Montesma shrugged his shoulders, and threw away his cigarette with a contemptuous gesture.

'Ce n'est pas la peine,' he said; 'I am a dead shot, and should be pretty sure to send a bullet through you if you gave me the chance; but I should not be any nearer winning her if I killed you: and it is she and she only that I want. You may think me an adventurer—swindler—gambler—slave-dealer—what you will—but I love her as I never thought to love a woman, and I should have been true as steel, if she had been plucky enough to trust me. But, as I told her an hour ago, women have not lion hearts. They can talk tall while the sky is clear and the sun shines, but at the first crack of thunder—va te promener.'

'If you have killed her—' began Hartfield.

'Killed her! No. Some small bloodvessel burst in the agitation of that terrible scene.

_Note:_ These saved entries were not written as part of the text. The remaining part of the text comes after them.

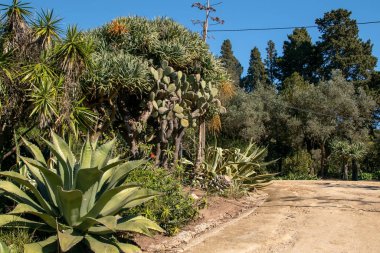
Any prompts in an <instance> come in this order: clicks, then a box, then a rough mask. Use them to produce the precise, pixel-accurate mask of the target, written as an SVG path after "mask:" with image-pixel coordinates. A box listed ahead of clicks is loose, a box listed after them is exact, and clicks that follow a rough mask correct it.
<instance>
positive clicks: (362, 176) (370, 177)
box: [359, 172, 374, 180]
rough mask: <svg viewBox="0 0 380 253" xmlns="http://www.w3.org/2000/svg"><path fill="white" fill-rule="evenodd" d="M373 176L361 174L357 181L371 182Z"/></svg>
mask: <svg viewBox="0 0 380 253" xmlns="http://www.w3.org/2000/svg"><path fill="white" fill-rule="evenodd" d="M373 179H374V175H373V174H372V173H367V172H362V173H360V176H359V180H373Z"/></svg>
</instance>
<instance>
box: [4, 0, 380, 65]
mask: <svg viewBox="0 0 380 253" xmlns="http://www.w3.org/2000/svg"><path fill="white" fill-rule="evenodd" d="M220 1H222V2H223V3H222V4H221V5H219V6H218V7H217V13H216V15H217V16H219V17H221V18H222V19H224V20H225V24H224V25H223V26H214V27H211V29H213V28H214V29H235V28H265V27H281V26H303V25H314V21H315V19H316V18H320V17H322V16H323V14H324V13H325V12H327V11H330V10H332V9H337V8H345V9H348V10H350V11H352V17H353V18H354V19H356V20H357V21H359V22H364V21H374V20H380V12H379V10H380V1H379V0H360V1H359V0H288V1H284V0H271V1H253V0H240V1H239V0H234V1H232V0H224V1H223V0H220ZM220 1H218V0H214V1H213V0H212V1H211V2H212V3H217V2H220ZM1 2H10V0H2V1H1ZM29 2H31V4H32V6H33V7H35V8H36V9H41V8H43V9H47V8H48V9H54V11H55V12H56V14H57V15H59V16H60V17H62V18H64V25H69V24H78V25H79V27H81V28H83V29H88V28H93V27H96V26H100V25H102V24H104V23H106V22H108V21H110V20H112V19H114V18H116V17H119V16H129V15H138V16H146V17H148V18H154V17H158V16H167V17H171V18H173V19H174V20H176V21H178V22H179V23H181V24H183V25H184V26H186V27H188V28H189V29H191V30H194V31H199V30H200V27H199V26H194V25H193V24H192V22H191V20H192V19H201V18H203V16H204V15H203V13H201V12H199V11H198V10H196V9H194V8H191V4H192V3H193V2H194V1H192V0H161V1H157V0H138V1H136V0H134V1H132V0H108V1H104V0H91V1H90V0H76V1H73V0H64V1H62V0H49V1H46V0H30V1H29ZM359 29H360V37H361V38H362V39H364V40H367V39H371V41H372V43H373V44H374V47H373V53H374V55H375V56H376V57H380V32H379V31H380V24H373V25H365V26H360V27H359ZM291 32H292V31H291V30H281V31H259V32H257V31H255V32H239V33H231V32H229V33H213V34H210V35H212V37H213V38H209V39H208V43H209V45H210V48H211V50H212V52H213V53H214V54H219V52H220V46H221V44H222V42H223V40H225V39H230V40H231V42H232V46H233V51H234V53H235V55H236V57H237V58H238V59H239V60H240V62H241V63H242V65H243V66H244V71H246V70H247V66H248V61H249V54H250V50H251V49H252V48H253V47H254V46H257V47H258V48H259V50H260V51H261V53H262V56H263V57H264V56H265V48H266V43H267V41H268V40H270V39H271V40H273V41H274V42H275V44H276V48H277V50H278V51H279V53H281V51H282V44H283V41H284V40H286V39H287V35H288V34H290V33H291ZM309 32H310V34H311V36H312V38H313V40H314V41H315V40H317V39H318V37H319V33H318V30H317V29H310V30H309ZM378 66H379V64H378ZM378 69H379V68H378Z"/></svg>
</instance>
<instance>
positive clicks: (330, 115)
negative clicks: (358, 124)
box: [249, 93, 374, 121]
mask: <svg viewBox="0 0 380 253" xmlns="http://www.w3.org/2000/svg"><path fill="white" fill-rule="evenodd" d="M249 94H250V95H251V96H253V97H256V98H260V99H262V97H261V96H259V95H257V94H254V93H249ZM267 102H268V100H267ZM271 102H274V103H276V104H278V105H281V106H283V107H285V108H288V109H293V110H296V111H301V112H307V113H311V114H314V115H319V116H326V117H330V118H337V117H341V118H343V119H348V118H349V117H347V116H343V115H339V114H334V115H333V114H327V113H321V112H317V111H314V110H309V109H304V108H300V107H295V106H292V105H287V104H284V103H281V102H280V101H276V100H274V101H271ZM358 118H359V119H362V120H368V121H373V120H374V119H373V118H367V117H358Z"/></svg>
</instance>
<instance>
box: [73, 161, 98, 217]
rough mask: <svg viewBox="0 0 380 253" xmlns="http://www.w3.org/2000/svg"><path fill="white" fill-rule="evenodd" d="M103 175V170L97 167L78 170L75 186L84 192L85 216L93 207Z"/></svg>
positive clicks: (80, 212) (84, 208) (81, 210)
mask: <svg viewBox="0 0 380 253" xmlns="http://www.w3.org/2000/svg"><path fill="white" fill-rule="evenodd" d="M102 175H103V172H102V171H100V170H99V169H98V168H97V167H95V168H88V169H79V170H78V173H77V178H76V187H75V188H76V189H78V190H80V191H82V192H83V202H82V206H81V211H80V213H81V216H84V215H85V214H86V213H87V212H88V211H89V210H90V209H91V208H92V207H93V205H94V203H95V197H96V193H97V190H98V185H99V181H100V179H101V177H102Z"/></svg>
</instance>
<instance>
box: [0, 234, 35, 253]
mask: <svg viewBox="0 0 380 253" xmlns="http://www.w3.org/2000/svg"><path fill="white" fill-rule="evenodd" d="M35 241H36V238H35V237H34V236H33V234H32V233H31V231H28V230H27V229H13V230H7V229H1V230H0V252H1V253H21V252H24V245H25V244H29V243H33V242H35ZM7 250H8V251H7Z"/></svg>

She will be well in a week, and she will forget me. But I shall not forget her. She is the one flower that has sprung on the barren plain of my life. She was my Picciola.'

He turned his back on Lord Hartfield and walked to the other end of the deck. Something in his face, in the vibration of his deep voice, convinced Hartfield of his truth. A bad man undoubtedly—steeped to the lips in evil—and yet so far true that he had passionately, deeply, devotedly loved this one woman.